Ketika pangeran ketiga menolak, pangeran sulung marah dan menendangnya hingga
jatuh dalam posisi duduk bersila dan berubah patung. Patung tersebut diberi
nama Patung Bathara Dewa yang sekarang masih ada di wilayah Kedisan dengan
bentuk aslinya yang masih duduk bersila.
Setelah itu kedua pangeran yang tersisa
melanjutkan perjalanannya hingga sampai ke sebuah dataran, dimana mereka
bertemu dengan dua orang gadis yang cantik. Sang pangeran kedua kemudian
menyapanya, melihat ini pangeran pertama kembali marah dan memerintahkan untuk
tinggal di tempat itu, pangeran keduapun menolak, dan kemudian pangeran pertama
menyepak adiknyanhingga jatuh tertelungkup dan kemudian ditinggalkan,
disebutkan sang adik kemudian menjadi kepala desa di tempat, kemudian disebut
dengan Desa Abang Dukuh. Dukuh sendiri merupakan istilah dalam bahasa lokal
yang berarti telugkup.
Pangeran pertama akhirnya melanjutkan
perjalanannya seorang diri, dan akhirnya menemukan sumber harum yang berasal
dari pohon Taru Menyan. Di bawahnya ia melihat seorang Dewi yang sangat cantik
jelita. Kemudian sang pangeran pun jatuh cita dan berniat untuk melamar sang
Dewi. Lamaran akan di terima dengan syarat p-angeran mau menjadi pemimpi desa
tersebut. Akhirnya pangeran itu diberi gelar Ratu Sakti Pancering Jagat,
sedangkan istrinya diberi gelar Ratu Ayu Pingit Dalam Dasar sejak itu, desa
Trunyan akhirnya berkembang menjadi kerajaan kecil. Kemudian untuk melindungi
kerajaan yang tertarik dengan bau harum pohon Taru Menyan, Ratu Sakti Pancering
Jagat memerintahkan untuk tidak menguburkan mayat, namun diletakkan saja di
bawah pohon Taru Menyan hingga membusuk. Sejak saat itu pohon itu sudah tak
tercium bau harum lagi, dan jenazah-jenazah tersebut tidak mengeluarkan busuk.
B.
Mite, Adat Kebudayaan dan Ritual
Mite menurut KBBI artinya cerita yang
mempunyai latar belakang sejarah, dipercayai oleh masyarakat sebagai cerita
yang benar-benar terjadi. Dianggap suci, ajaib, dan umumnya ditokohi oleh
dewa-dewa. Berikut Mite yang dipercayai terdapat di suku Trunyan.

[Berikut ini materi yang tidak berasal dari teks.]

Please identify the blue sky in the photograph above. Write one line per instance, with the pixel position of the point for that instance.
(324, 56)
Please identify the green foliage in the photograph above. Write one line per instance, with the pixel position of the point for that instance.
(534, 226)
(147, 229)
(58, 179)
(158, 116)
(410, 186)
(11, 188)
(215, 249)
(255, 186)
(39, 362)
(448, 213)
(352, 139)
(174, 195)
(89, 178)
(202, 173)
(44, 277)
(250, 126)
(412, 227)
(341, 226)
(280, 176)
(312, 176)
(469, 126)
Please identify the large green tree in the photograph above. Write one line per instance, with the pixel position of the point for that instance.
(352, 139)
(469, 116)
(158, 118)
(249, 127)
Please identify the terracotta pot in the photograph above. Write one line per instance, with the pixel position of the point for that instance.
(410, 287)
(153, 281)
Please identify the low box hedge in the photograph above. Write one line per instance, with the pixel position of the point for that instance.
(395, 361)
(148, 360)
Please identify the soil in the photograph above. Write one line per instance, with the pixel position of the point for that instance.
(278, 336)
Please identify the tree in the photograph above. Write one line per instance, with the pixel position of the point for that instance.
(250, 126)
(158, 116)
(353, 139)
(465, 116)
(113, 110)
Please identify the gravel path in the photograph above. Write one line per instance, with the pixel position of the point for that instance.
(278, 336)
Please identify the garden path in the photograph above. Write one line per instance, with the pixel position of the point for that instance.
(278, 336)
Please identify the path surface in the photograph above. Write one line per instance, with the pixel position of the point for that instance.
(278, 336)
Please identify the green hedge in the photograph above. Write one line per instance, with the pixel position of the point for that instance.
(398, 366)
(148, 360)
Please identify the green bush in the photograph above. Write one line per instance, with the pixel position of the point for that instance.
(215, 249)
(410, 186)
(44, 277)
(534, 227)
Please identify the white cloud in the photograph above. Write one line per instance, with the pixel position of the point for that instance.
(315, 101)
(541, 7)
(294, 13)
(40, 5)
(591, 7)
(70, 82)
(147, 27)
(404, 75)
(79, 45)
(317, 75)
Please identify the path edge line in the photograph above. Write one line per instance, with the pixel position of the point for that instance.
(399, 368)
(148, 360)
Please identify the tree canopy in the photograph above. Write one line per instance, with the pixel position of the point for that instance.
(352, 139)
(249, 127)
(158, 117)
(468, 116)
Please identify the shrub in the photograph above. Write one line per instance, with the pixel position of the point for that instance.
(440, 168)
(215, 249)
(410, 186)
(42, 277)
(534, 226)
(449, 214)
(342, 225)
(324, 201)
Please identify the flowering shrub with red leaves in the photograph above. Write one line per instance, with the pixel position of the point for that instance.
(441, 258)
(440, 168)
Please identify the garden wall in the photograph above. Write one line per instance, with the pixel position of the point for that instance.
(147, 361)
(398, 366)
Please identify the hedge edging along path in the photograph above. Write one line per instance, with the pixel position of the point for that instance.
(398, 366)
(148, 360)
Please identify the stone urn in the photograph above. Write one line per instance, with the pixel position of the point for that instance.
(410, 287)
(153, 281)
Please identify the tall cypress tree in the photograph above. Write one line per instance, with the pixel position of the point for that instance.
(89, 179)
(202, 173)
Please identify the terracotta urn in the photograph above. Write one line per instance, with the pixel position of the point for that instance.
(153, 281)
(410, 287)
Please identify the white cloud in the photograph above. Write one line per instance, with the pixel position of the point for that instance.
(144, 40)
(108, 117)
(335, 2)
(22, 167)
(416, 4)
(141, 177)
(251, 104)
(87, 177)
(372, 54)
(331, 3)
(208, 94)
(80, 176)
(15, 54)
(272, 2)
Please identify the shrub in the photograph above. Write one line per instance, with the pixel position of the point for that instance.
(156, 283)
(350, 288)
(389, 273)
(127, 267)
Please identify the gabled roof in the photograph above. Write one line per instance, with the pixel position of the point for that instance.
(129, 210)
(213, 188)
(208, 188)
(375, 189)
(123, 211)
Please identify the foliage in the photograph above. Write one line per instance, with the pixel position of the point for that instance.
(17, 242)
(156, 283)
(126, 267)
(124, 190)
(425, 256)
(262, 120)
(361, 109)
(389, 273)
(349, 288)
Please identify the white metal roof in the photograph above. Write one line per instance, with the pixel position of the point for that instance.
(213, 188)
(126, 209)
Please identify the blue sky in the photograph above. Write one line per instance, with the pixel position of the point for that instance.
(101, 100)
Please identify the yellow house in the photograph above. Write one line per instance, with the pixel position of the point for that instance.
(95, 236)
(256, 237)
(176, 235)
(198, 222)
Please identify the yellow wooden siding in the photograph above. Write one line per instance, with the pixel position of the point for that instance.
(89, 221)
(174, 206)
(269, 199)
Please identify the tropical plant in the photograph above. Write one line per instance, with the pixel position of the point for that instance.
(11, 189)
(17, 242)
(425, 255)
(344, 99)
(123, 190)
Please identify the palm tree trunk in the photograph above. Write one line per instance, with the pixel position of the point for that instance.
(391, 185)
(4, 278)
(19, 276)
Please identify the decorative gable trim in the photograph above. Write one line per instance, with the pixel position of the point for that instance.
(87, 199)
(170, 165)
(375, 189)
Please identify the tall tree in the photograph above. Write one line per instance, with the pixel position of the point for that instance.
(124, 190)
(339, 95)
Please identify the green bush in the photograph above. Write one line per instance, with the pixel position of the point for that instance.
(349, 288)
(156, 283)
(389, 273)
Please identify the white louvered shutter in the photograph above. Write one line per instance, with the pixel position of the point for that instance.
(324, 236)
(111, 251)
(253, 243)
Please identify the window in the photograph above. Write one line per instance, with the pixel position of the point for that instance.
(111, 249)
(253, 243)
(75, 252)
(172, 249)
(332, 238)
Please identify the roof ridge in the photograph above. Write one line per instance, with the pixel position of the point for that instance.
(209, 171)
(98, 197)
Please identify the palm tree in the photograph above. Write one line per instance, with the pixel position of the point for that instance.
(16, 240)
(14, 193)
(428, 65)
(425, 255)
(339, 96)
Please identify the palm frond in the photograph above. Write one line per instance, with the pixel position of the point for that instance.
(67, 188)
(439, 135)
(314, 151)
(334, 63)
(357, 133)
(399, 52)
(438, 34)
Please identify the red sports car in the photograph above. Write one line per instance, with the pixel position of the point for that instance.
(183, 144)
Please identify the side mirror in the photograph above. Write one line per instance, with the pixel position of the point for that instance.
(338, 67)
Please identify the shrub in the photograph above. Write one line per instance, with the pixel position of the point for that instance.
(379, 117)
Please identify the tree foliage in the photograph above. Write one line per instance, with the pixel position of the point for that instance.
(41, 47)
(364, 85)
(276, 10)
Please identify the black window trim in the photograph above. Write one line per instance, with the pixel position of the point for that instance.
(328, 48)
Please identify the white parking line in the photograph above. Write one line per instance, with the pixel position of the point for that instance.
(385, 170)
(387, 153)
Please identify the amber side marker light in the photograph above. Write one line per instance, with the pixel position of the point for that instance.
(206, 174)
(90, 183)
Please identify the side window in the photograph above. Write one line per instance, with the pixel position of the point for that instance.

1. Mite Tentang Dewi yang Turun Dari Langit
Dahulu
ada seorang dewi yang terpesona dengan bau harum, yang datang dari suatu tempat
di bumi yang telah turun dari langit untuk mencari sumber bau harum itu.
Setelah mencari-cari beberapa waktu lamanya akhirnya berhasil menemukan. Sumber
harum itu ternyata berasal dari pohon Taru Menyan, sejak itu tempat itu
dinamakan Trunyan. Akhirnya sang Dewi memutuskan untuk tinggal disana. Pada
suatu hari, karena marah akibat diamat-amati oleh matahari. Kemudian ia
menghina sang Surya dengan cara melihatkan alat kelamin dan menunggingkan ke
arahnya. Sebagai akibat perbuatannya, sang Dewi mengandung secara gaib serta
melahirkan sepasang anak kembar berlainan jenis kelamin. Anak yang lahir
terdahulu adalah sebuah banci, dan yang kedua seorang perempuan. Setelah
anak-anaknya tumbuh dewasa sang Dewi kembali ke kayangan, dan kedua
kakak-beradik itu hidup sendiri di Trunyan.
2. Adat Kebudayaan di suku Trunyan
a) Bentuk Pemakaman
Orang yang meninggal bukan dibakar atau
dimakamkan, melainkan dibiarkan membusuk ditanah membentuk cekungan panjang.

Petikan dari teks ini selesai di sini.